I’ve never used Chickpea Flour or Besan in brownies or cakes before. But we’ve been trying to eat healthier, and substitute the usual All Purpose Flour (Maida) with healthier alternatives. When I took upon this challenge to come up with recipes using Besan, brownies are the first thing that come to mind.
They don’t need to rise as much as regular cake does and I actually prefer them really fudgy. I’ll admit, I was a little nervous at first, wondering if brownies made with besan will actually work or not. But I was amazed at the results. These are hands down the best brownies I’ve ever made and I think Besan makes them extra fudgy and chocolatey, which is just how a brownie should be! Next time I want to try and substitute sugar with maybe honey or palm sugar which is less processed but till then, these chickpea brownies work just fine!
Time: 10 minutes (prep time) + 35 minutes (cook time)
Serves: 9 Brownies
– Butter: 2/3 cup
– Dark Chocolate: 1/2 cup
– Eggs: 3 large
– Sugar: 3/4 cup
– Salt: 1/2 teaspoon
– Vanilla Extract: 1 teaspoon
– Cocoa Powder: 4 tablespoons
– Chickpea Flour (Besan): 3/4 cup
– Instant Coffee Powder: 1 teaspoon
– Pre-heat oven to 350 F/ 175 C.
– Grease a 8X8 inch square tin with butter.

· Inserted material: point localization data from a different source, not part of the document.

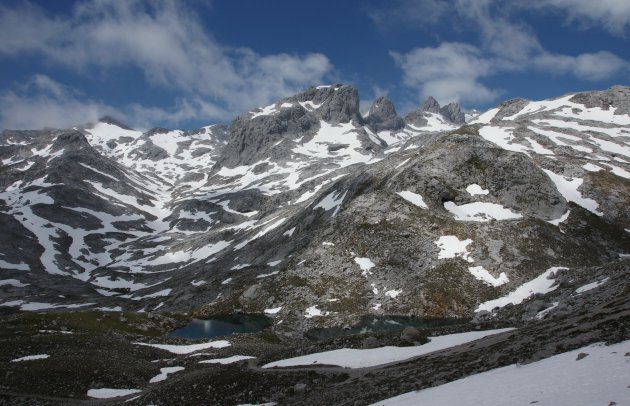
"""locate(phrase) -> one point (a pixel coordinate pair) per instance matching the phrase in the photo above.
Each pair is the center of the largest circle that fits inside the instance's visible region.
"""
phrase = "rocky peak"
(333, 104)
(383, 116)
(71, 139)
(111, 120)
(430, 105)
(453, 113)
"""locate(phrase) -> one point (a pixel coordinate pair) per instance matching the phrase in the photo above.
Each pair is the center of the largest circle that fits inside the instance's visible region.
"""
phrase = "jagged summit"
(451, 112)
(140, 220)
(383, 116)
(322, 122)
(430, 105)
(113, 121)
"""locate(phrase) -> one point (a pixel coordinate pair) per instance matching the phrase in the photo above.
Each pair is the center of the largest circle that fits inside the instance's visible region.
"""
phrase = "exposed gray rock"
(383, 116)
(430, 105)
(453, 113)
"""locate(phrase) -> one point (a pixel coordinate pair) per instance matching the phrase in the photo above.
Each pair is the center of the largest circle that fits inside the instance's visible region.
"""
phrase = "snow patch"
(164, 373)
(274, 310)
(591, 286)
(568, 187)
(452, 247)
(228, 360)
(31, 358)
(561, 380)
(481, 212)
(541, 284)
(355, 358)
(413, 198)
(106, 393)
(480, 273)
(187, 349)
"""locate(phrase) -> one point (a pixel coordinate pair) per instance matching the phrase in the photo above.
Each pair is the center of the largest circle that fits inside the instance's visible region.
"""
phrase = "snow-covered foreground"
(353, 358)
(188, 349)
(599, 378)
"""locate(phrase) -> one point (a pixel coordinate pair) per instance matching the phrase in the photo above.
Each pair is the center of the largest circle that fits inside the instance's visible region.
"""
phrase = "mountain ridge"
(240, 217)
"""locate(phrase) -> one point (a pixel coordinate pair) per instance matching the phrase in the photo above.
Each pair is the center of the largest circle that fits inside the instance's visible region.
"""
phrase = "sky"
(186, 64)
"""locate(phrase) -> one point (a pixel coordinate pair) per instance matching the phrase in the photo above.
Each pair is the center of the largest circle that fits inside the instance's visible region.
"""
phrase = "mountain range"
(316, 215)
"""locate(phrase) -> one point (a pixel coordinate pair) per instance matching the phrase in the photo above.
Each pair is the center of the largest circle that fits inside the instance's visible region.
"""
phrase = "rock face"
(307, 209)
(383, 116)
(451, 112)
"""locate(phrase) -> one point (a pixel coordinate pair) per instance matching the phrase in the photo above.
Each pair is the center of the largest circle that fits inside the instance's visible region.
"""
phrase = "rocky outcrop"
(300, 206)
(451, 112)
(383, 116)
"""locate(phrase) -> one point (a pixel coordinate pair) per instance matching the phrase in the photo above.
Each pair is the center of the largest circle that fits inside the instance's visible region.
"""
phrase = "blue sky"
(184, 64)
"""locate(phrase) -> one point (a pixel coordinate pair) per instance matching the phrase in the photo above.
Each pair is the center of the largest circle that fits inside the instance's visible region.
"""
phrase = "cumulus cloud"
(449, 72)
(612, 15)
(167, 43)
(456, 71)
(42, 102)
(394, 12)
(589, 66)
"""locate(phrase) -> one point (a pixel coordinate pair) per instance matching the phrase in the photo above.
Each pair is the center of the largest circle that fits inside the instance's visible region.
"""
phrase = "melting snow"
(413, 198)
(228, 360)
(452, 247)
(480, 211)
(590, 286)
(106, 393)
(331, 201)
(601, 378)
(164, 373)
(13, 282)
(592, 168)
(502, 137)
(393, 293)
(474, 189)
(480, 273)
(187, 349)
(20, 267)
(541, 284)
(355, 358)
(562, 219)
(568, 187)
(31, 358)
(313, 311)
(365, 264)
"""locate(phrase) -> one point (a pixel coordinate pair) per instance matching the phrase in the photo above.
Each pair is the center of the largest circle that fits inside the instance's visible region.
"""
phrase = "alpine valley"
(439, 226)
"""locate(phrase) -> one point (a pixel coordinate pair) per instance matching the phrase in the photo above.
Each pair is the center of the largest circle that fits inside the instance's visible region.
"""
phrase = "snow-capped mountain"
(309, 209)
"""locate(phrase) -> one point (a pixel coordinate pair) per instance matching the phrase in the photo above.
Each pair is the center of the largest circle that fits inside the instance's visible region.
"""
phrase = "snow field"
(355, 358)
(541, 284)
(592, 375)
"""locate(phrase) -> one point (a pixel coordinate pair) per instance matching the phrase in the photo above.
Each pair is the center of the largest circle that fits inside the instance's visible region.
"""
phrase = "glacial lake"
(370, 323)
(223, 326)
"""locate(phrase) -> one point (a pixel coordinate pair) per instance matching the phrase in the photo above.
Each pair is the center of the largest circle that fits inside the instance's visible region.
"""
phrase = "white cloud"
(589, 66)
(454, 71)
(42, 102)
(449, 72)
(614, 15)
(168, 44)
(408, 12)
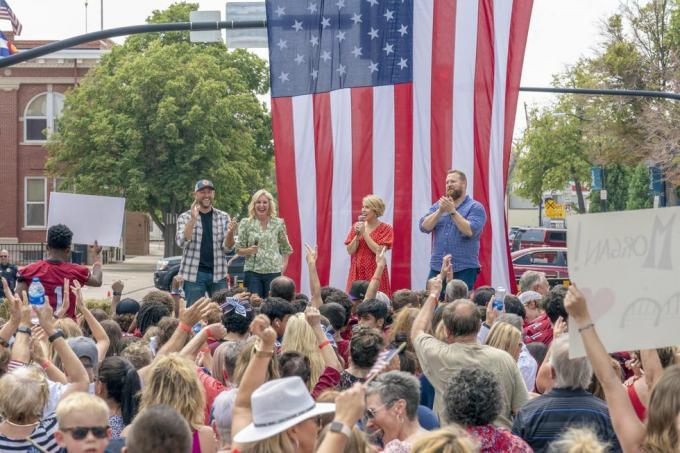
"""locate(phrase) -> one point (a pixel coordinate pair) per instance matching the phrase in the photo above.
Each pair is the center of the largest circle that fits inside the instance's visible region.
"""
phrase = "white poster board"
(628, 266)
(90, 217)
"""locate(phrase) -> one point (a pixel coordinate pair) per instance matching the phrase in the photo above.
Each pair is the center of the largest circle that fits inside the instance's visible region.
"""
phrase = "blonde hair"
(375, 204)
(23, 394)
(244, 359)
(256, 196)
(357, 442)
(452, 439)
(662, 413)
(578, 440)
(403, 324)
(278, 443)
(300, 337)
(79, 402)
(174, 382)
(505, 337)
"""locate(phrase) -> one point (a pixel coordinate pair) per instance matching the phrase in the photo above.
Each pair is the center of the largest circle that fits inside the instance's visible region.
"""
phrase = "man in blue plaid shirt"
(456, 221)
(205, 234)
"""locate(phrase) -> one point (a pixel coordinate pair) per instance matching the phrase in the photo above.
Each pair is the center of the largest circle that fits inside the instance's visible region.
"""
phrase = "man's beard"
(455, 193)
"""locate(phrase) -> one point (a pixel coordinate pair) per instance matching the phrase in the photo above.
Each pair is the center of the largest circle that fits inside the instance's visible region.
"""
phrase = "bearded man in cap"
(206, 234)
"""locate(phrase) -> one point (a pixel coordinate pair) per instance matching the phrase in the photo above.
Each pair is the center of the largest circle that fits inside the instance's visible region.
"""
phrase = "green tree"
(550, 155)
(157, 114)
(639, 194)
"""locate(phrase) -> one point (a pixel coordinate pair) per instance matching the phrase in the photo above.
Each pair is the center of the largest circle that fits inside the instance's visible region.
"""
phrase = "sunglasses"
(80, 432)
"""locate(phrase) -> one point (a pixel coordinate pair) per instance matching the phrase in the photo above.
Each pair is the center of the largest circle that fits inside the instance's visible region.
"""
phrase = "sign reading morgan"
(627, 264)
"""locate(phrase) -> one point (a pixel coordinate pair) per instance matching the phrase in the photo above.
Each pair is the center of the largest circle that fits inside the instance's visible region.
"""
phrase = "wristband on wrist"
(184, 327)
(586, 327)
(55, 335)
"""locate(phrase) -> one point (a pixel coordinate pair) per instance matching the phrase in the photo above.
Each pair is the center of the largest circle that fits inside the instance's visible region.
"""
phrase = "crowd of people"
(209, 367)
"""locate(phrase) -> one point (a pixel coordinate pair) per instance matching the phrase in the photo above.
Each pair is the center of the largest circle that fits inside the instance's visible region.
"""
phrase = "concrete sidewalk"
(136, 273)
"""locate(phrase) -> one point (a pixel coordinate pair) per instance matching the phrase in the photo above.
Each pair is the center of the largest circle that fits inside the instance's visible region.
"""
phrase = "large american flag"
(7, 13)
(383, 97)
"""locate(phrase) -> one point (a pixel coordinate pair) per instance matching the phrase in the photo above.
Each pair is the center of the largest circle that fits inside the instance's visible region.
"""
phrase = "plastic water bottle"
(499, 299)
(36, 297)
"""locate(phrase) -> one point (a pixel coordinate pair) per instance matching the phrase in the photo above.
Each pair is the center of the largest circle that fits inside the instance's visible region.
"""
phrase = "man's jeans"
(203, 284)
(259, 283)
(469, 276)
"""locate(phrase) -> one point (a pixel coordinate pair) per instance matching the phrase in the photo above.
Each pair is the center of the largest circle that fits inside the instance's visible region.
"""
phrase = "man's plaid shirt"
(191, 255)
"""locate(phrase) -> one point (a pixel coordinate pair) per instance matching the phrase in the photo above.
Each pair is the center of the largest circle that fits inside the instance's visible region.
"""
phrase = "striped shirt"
(448, 239)
(43, 435)
(191, 256)
(545, 418)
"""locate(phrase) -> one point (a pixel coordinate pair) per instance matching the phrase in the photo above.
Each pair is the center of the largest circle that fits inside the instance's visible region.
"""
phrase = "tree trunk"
(579, 196)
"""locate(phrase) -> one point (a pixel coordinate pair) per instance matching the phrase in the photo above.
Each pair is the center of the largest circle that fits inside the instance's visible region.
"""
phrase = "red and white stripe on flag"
(398, 141)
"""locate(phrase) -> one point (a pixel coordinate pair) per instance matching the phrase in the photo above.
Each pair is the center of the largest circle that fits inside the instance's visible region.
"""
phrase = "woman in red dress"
(366, 238)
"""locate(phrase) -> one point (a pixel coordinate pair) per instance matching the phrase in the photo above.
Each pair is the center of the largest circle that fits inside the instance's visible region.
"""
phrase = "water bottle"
(36, 297)
(499, 299)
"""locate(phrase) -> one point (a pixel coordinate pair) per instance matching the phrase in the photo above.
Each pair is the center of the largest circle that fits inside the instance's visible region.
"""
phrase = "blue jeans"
(203, 284)
(259, 283)
(469, 276)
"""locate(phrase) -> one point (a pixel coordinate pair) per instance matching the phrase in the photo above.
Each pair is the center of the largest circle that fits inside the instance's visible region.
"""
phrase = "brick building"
(31, 99)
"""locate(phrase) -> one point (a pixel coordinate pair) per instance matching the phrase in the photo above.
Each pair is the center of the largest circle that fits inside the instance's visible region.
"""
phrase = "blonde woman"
(174, 382)
(365, 240)
(300, 337)
(263, 240)
(505, 337)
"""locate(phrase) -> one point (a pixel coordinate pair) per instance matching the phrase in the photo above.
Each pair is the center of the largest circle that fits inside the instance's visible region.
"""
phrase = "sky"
(561, 31)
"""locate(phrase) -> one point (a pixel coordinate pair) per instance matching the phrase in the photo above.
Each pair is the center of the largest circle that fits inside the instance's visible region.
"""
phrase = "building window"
(40, 118)
(35, 206)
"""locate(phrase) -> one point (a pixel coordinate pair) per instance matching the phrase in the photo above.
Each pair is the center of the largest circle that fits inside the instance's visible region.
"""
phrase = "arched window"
(40, 117)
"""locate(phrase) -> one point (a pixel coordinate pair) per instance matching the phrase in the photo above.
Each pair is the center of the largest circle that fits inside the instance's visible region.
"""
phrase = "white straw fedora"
(278, 405)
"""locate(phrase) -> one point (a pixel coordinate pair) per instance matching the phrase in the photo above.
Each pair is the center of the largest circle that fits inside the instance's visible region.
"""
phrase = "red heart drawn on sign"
(599, 302)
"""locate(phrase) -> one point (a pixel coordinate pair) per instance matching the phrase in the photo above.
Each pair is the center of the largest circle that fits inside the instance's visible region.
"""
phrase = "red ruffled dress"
(362, 265)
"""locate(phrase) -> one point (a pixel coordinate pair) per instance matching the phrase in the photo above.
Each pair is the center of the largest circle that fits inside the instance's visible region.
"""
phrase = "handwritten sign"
(628, 266)
(90, 217)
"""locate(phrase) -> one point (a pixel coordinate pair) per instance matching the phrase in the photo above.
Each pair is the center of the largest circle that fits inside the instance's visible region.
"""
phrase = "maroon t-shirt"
(52, 275)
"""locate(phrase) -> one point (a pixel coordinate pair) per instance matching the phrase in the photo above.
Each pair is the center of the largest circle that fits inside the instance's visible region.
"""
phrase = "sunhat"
(278, 405)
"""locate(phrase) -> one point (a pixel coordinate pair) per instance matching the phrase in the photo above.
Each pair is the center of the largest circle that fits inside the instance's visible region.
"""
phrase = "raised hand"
(311, 254)
(435, 286)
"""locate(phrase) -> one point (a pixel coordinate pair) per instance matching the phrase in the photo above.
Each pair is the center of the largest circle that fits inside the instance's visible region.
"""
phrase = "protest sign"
(628, 266)
(90, 217)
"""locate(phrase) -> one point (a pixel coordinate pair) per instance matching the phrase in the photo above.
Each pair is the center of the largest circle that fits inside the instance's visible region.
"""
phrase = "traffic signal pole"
(40, 51)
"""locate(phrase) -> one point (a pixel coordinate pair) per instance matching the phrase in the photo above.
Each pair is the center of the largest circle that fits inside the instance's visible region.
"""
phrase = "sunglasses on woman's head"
(80, 432)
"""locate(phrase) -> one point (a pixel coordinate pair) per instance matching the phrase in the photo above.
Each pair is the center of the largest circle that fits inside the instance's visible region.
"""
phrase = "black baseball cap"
(126, 306)
(202, 184)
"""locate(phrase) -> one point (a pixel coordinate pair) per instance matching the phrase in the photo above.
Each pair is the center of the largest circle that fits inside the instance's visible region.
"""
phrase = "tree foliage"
(157, 114)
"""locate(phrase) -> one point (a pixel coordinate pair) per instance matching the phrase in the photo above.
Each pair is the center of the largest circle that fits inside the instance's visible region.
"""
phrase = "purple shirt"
(448, 239)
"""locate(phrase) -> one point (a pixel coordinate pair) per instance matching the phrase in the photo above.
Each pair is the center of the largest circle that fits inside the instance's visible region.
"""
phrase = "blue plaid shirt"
(448, 239)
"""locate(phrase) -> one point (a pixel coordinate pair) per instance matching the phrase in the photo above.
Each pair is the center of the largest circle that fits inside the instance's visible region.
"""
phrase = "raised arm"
(117, 291)
(191, 350)
(254, 375)
(629, 429)
(73, 368)
(98, 333)
(96, 275)
(374, 284)
(314, 283)
(330, 358)
(424, 319)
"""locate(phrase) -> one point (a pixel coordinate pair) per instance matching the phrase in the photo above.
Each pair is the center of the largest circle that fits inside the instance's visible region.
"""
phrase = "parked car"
(167, 268)
(551, 260)
(537, 237)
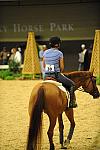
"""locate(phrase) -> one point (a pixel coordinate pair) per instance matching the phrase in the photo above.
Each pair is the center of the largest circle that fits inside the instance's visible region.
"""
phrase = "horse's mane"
(79, 74)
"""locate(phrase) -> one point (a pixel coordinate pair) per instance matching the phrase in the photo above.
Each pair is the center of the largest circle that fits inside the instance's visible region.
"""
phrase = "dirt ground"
(14, 119)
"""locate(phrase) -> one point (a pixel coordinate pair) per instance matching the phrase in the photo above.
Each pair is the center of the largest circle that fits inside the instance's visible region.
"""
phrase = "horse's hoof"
(66, 143)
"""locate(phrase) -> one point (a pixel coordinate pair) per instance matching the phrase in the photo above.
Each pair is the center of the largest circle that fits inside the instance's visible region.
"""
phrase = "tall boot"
(72, 103)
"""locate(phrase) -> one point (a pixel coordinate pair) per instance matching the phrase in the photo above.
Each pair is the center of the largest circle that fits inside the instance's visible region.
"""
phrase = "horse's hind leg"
(70, 114)
(50, 131)
(61, 128)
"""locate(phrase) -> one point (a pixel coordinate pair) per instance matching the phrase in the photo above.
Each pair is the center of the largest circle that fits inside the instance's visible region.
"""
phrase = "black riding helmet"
(54, 40)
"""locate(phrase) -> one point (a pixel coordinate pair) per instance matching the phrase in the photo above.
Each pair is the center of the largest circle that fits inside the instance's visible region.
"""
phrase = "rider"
(53, 63)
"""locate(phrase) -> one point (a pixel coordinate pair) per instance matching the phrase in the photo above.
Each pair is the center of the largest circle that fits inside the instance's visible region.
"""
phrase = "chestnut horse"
(49, 98)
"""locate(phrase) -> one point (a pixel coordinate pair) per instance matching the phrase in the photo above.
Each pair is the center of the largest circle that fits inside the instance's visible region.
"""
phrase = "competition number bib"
(49, 68)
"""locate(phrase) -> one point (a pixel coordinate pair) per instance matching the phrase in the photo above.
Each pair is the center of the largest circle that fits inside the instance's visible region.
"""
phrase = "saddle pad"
(57, 84)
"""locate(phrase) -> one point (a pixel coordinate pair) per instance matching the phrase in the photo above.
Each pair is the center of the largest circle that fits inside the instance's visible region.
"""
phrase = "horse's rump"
(53, 98)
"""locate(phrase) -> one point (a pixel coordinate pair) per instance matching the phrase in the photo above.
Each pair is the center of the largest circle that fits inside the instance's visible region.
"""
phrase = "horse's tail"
(35, 126)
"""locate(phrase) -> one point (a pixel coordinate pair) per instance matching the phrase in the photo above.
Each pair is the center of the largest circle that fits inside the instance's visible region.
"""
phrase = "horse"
(48, 97)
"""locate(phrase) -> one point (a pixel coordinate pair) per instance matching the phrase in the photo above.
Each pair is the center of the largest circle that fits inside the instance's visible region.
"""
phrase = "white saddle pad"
(58, 84)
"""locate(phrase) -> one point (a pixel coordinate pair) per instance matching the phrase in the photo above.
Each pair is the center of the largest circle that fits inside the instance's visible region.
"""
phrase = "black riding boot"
(72, 103)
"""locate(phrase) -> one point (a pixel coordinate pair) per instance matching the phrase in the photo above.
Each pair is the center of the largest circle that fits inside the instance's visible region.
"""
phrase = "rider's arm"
(61, 64)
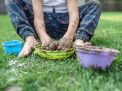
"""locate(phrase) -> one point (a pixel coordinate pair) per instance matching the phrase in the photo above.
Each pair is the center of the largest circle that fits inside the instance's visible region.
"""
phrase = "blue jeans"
(22, 17)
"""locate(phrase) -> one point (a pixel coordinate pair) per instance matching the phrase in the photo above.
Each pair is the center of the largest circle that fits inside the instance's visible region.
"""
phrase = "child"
(53, 19)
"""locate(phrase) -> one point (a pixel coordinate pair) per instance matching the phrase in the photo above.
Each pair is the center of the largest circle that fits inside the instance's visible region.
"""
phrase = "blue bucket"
(12, 47)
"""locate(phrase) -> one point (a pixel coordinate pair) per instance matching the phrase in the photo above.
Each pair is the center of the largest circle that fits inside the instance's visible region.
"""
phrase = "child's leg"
(89, 17)
(21, 16)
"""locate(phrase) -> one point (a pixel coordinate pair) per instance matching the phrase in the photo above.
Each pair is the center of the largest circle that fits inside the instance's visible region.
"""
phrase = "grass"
(65, 75)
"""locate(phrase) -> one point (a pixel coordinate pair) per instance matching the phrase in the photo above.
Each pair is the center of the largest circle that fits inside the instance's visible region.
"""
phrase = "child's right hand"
(46, 41)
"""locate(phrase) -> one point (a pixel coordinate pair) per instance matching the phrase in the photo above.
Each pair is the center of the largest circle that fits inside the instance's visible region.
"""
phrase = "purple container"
(95, 57)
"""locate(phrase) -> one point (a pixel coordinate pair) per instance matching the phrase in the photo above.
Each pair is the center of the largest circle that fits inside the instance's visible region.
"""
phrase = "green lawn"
(65, 75)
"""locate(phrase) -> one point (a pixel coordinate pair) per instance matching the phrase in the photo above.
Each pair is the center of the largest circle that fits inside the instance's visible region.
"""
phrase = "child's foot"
(28, 46)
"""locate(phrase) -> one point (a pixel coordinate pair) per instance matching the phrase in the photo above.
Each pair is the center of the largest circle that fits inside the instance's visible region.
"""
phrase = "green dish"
(53, 55)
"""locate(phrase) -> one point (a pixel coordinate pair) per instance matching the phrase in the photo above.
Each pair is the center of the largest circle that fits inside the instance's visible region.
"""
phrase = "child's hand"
(81, 43)
(46, 41)
(65, 43)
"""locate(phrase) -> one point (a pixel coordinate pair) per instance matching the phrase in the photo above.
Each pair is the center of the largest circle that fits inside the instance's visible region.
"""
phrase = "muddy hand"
(46, 43)
(65, 44)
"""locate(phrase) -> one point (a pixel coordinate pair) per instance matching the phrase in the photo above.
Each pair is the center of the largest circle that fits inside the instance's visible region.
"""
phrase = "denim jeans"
(22, 18)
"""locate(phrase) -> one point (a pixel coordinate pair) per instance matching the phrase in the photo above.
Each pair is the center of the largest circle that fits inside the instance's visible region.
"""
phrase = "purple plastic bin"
(95, 57)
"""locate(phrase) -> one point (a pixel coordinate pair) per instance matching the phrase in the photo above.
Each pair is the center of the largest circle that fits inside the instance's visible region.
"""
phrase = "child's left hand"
(65, 43)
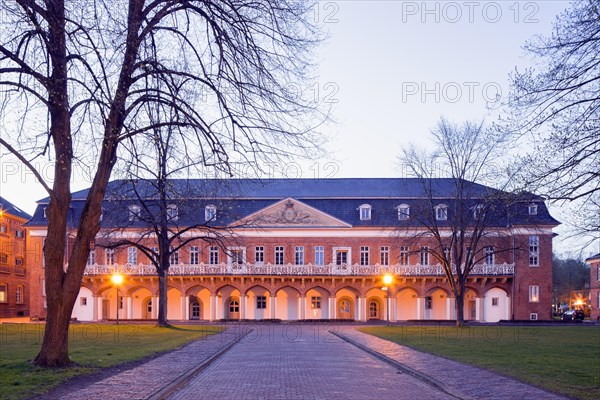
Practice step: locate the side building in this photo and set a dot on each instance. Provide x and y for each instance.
(301, 249)
(594, 263)
(14, 287)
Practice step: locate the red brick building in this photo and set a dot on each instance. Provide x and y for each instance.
(14, 288)
(594, 262)
(314, 249)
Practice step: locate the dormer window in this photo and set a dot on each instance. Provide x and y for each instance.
(134, 213)
(365, 212)
(441, 212)
(403, 212)
(533, 209)
(172, 212)
(210, 213)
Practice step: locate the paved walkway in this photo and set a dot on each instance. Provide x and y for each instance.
(302, 362)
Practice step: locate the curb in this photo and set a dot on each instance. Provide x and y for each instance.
(442, 387)
(183, 379)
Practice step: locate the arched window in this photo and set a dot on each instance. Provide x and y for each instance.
(441, 212)
(365, 212)
(403, 212)
(210, 213)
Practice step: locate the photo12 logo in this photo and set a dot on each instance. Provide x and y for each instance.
(454, 12)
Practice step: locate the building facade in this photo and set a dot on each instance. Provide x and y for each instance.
(311, 249)
(14, 287)
(594, 263)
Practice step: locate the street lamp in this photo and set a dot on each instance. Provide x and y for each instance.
(387, 281)
(117, 279)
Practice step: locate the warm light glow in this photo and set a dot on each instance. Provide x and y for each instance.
(117, 278)
(387, 279)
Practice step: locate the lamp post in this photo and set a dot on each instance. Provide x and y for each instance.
(387, 281)
(117, 279)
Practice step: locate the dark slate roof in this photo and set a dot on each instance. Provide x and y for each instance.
(10, 208)
(340, 198)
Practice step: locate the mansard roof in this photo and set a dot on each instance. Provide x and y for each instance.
(339, 199)
(9, 208)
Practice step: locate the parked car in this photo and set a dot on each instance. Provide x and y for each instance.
(572, 315)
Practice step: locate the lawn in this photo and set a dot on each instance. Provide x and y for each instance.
(560, 359)
(92, 347)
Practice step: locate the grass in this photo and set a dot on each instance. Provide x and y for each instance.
(91, 346)
(559, 359)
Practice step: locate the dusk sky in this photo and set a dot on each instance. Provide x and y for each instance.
(390, 69)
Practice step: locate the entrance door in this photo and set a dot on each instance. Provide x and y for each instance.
(345, 309)
(105, 309)
(374, 310)
(234, 309)
(195, 310)
(147, 311)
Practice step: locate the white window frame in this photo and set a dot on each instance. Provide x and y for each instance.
(132, 255)
(384, 255)
(279, 251)
(259, 254)
(319, 255)
(210, 213)
(213, 255)
(534, 251)
(299, 255)
(441, 212)
(534, 293)
(172, 212)
(404, 255)
(403, 212)
(364, 212)
(364, 255)
(424, 255)
(194, 255)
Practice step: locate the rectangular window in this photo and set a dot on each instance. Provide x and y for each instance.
(213, 255)
(3, 293)
(534, 294)
(404, 252)
(194, 255)
(91, 257)
(489, 255)
(315, 302)
(109, 256)
(261, 302)
(279, 259)
(424, 256)
(319, 255)
(259, 254)
(364, 255)
(299, 255)
(534, 251)
(132, 255)
(384, 255)
(19, 295)
(174, 258)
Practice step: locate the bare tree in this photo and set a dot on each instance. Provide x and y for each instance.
(458, 215)
(87, 69)
(557, 107)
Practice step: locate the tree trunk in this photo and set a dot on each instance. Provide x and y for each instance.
(459, 305)
(162, 296)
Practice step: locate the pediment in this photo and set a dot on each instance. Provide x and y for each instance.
(291, 213)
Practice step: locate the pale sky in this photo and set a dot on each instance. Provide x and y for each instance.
(390, 69)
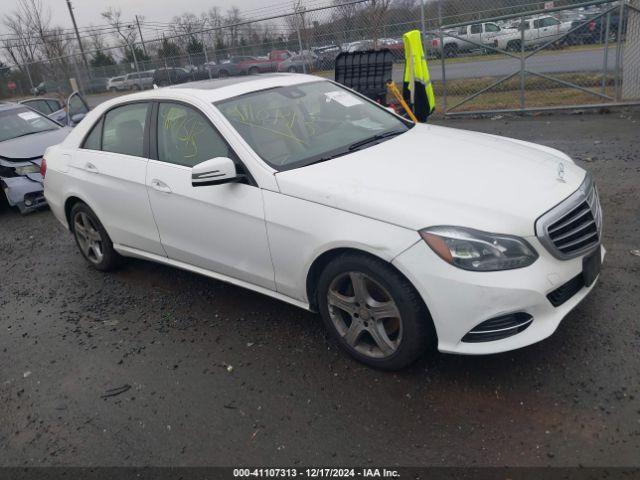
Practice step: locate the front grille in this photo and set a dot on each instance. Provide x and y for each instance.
(565, 291)
(498, 328)
(574, 226)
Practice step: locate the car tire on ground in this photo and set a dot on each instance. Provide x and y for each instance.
(92, 239)
(373, 312)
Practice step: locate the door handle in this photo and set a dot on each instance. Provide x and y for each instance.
(90, 167)
(160, 186)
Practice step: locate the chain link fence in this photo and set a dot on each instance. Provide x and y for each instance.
(484, 56)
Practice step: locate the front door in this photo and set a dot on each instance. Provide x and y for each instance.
(112, 166)
(220, 228)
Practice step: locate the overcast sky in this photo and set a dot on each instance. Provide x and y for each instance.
(88, 11)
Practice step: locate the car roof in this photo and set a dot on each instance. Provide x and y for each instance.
(219, 89)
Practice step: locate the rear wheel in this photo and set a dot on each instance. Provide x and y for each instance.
(374, 313)
(92, 239)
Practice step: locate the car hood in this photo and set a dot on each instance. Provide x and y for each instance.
(442, 176)
(31, 147)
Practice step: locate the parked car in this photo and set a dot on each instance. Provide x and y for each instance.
(56, 109)
(299, 63)
(97, 85)
(51, 107)
(170, 76)
(231, 67)
(139, 81)
(265, 64)
(537, 31)
(327, 56)
(50, 86)
(25, 134)
(468, 38)
(115, 84)
(343, 217)
(593, 29)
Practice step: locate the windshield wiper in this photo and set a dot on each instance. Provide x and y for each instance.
(374, 138)
(328, 157)
(357, 145)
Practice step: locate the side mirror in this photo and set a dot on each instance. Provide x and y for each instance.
(216, 171)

– In a microwave safe bowl, add butter and dark chocolate and microwave for 30 seconds to a minute till the chocolate starts melting.
– Whisk together with your Utility Whisk till combined and set aside to cool.
– In your KitchenAid Stand Mixer, beat together eggs and sugar for 2-3 minutes at speed 2-3, till creamy.
– Add the chocolate mixture and vanilla extract and whisk again in your Stand Mixer at speed 3 for about 3 to 4 minutes.
– Sift in salt, cocoa powder, besan, and coffee powder and fold into the wet mixture.
– Pour the brownie batter into the greased tin and bake for 30-35 minutes.
– Let cool for 10 minutes before slicing and serving.